In de kern gaat deze zaak over de vraag of [gedaagden] als opdrachtnemer bij haar werkzaamheden de zorg van een goed opdrachtnemer in acht heeft genomen (artikel 7:401 Burgerlijk Wetboek [BW]). Op [eiseres] , die zich op de rechtsgevolgen van haar stellingen beroept, is het om de feiten te stellen (en zo nodig te bewijzen) waaruit de toerekenbare tekortkoming van [gedaagden] kan worden afgeleid.
5.2.
Voor de beantwoording van de vraag of [gedaagden] toerekenbaar tekort is geschoten in de nakoming van haar verplichtingen, is van belang dat het reinigen van kleding (zoals een trouwjurk) geen resultaatverbintenis is maar een inspanningsverplichting oplevert. Uit hetgeen [eiseres] heeft aangevoerd blijkt ook niet iets anders. Bij de beantwoording van de vraag of [gedaagden] de zorg van een goed opdrachtnemer in acht heeft genomen, geldt als maatstaf of [gedaagden] heeft gehandeld zoals een redelijk bekwaam en redelijk handelend vakgenoot te werk zou zijn gegaan.
5.3.
Vast staat dat [gedaagden] de trouwjurk heeft behandeld met perchloorethyleen en [eiseres] heeft niet betwist dat dit een gebruikelijk middel is om trouwjurken mee te reinigen.

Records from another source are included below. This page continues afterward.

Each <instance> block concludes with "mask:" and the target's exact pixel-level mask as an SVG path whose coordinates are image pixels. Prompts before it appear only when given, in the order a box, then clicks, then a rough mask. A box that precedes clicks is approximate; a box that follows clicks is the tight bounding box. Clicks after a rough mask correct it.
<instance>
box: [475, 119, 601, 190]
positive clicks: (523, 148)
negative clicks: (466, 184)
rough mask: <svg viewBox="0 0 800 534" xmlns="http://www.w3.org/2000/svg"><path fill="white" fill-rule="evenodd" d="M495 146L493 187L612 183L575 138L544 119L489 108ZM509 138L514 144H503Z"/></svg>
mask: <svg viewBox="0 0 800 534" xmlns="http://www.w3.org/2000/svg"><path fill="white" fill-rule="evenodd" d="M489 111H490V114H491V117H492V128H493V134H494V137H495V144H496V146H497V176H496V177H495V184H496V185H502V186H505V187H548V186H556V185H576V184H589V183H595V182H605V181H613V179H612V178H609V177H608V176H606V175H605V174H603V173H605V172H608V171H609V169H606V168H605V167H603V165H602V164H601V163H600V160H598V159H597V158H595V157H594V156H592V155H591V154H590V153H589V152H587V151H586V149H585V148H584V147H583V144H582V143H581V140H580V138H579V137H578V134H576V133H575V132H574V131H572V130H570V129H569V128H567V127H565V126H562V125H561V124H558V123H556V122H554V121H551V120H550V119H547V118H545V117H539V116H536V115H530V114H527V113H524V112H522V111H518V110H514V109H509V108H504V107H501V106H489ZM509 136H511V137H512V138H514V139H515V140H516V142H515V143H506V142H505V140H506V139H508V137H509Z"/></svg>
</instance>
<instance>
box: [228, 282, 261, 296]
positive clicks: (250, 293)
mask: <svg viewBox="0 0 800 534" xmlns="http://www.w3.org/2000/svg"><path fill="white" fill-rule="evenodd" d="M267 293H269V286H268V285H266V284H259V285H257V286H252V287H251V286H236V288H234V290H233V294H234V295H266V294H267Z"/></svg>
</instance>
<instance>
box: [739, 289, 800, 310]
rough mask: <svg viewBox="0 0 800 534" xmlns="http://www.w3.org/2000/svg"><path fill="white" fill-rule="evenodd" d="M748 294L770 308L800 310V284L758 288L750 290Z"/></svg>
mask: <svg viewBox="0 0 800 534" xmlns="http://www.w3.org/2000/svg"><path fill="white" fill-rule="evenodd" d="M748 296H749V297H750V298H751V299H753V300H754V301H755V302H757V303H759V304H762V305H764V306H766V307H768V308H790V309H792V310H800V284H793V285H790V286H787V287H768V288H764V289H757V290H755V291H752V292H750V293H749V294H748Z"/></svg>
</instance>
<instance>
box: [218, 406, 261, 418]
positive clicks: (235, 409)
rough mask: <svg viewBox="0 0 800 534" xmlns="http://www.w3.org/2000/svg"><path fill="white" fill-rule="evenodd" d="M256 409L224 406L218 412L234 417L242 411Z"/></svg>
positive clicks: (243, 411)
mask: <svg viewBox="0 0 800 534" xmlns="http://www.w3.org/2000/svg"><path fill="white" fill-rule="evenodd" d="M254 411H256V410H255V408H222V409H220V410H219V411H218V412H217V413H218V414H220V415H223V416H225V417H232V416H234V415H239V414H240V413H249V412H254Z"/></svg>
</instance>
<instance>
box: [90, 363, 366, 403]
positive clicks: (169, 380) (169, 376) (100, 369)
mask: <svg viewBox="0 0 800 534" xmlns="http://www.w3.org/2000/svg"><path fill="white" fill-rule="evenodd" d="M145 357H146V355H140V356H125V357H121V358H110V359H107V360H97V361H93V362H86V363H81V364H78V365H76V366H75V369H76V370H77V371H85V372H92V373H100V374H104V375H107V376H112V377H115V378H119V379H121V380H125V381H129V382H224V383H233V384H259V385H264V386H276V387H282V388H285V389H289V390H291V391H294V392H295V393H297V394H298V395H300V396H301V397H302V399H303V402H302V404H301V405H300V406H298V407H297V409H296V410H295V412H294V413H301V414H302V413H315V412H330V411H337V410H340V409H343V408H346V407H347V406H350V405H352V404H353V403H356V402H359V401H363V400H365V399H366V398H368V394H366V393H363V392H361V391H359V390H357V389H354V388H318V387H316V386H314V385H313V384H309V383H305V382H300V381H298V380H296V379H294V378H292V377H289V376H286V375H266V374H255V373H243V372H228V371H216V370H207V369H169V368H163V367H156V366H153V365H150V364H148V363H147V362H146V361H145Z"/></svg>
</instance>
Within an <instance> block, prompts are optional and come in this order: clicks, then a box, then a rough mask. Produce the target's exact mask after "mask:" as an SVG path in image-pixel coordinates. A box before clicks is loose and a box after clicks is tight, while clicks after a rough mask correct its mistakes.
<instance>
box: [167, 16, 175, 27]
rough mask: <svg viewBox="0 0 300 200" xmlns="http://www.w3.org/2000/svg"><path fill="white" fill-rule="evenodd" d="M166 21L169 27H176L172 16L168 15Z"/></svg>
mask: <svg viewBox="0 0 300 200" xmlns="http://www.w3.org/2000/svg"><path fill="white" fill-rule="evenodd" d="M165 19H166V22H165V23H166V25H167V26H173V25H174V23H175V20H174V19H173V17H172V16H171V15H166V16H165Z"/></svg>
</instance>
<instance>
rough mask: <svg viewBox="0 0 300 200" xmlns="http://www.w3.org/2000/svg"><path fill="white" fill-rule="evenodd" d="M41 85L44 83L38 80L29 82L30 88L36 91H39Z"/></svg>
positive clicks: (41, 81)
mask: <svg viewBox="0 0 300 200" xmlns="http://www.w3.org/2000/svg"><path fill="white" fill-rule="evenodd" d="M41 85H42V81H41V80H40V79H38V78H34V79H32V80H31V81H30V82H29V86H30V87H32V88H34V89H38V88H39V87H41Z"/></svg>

Dat in de branche ook gebruik wordt gemaakt van koolwaterstof als reinigingsmiddel, zoals [eiseres] heeft aangevoerd, maakt nog niet dat perchloorethyleen ongeschikt is als reinigingsmiddel en/of dat [gedaagden] dit niet had mogen gebruiken. Te meer niet omdat [eiseres] heeft nagelaten inzichtelijk te maken waarom het gebruik van perchloorethyleen voor het reinigen van de trouwjurk van [eiseres] ongeschikt zou zijn.
5.4.
Aangenomen kan worden dat de bruidsjurk geen etiket had waarop de gebruikte stof of reinigingsvoorschriften staan vermeld. Anders dan [eiseres] betoogt, rustte er op [gedaagden] geen verplichting hierover voorafgaand aan het reinigen navraag te doen bij [eiseres] .
5.5.
De conclusie is dat uit hetgeen [eiseres] heeft aangevoerd niet kan worden afgeleid dat [gedaagden] haar verplichtingen als goed opdrachtnemer niet is nagekomen. Hetgeen partijen verder hebben aangevoerd kan daarom onbesproken blijven. Anders dan tijdens de zitting besproken, is een deskundigenonderzoek dus niet nodig. De vordering van [eiseres] wordt afgewezen.
5.6.
De proceskosten komen voor rekening van [eiseres] , omdat zij ongelijk krijgt.

6.De beslissing

De kantonrechter:
6.1.
wijst de vordering af;
6.2.
veroordeelt [eiseres] tot betaling van de proceskosten, die tot en met vandaag voor [gedaagden] worden vastgesteld op een bedrag van € 932,50 (2,5 punt) aan salaris van de gemachtigde van [gedaagden] .
6.3.
verklaart dit vonnis uitvoerbaar bij voorraad.
Dit vonnis is gewezen door mr. J.H. Gisolf en op bovengenoemde datum in het openbaar uitgesproken in aanwezigheid van de griffier.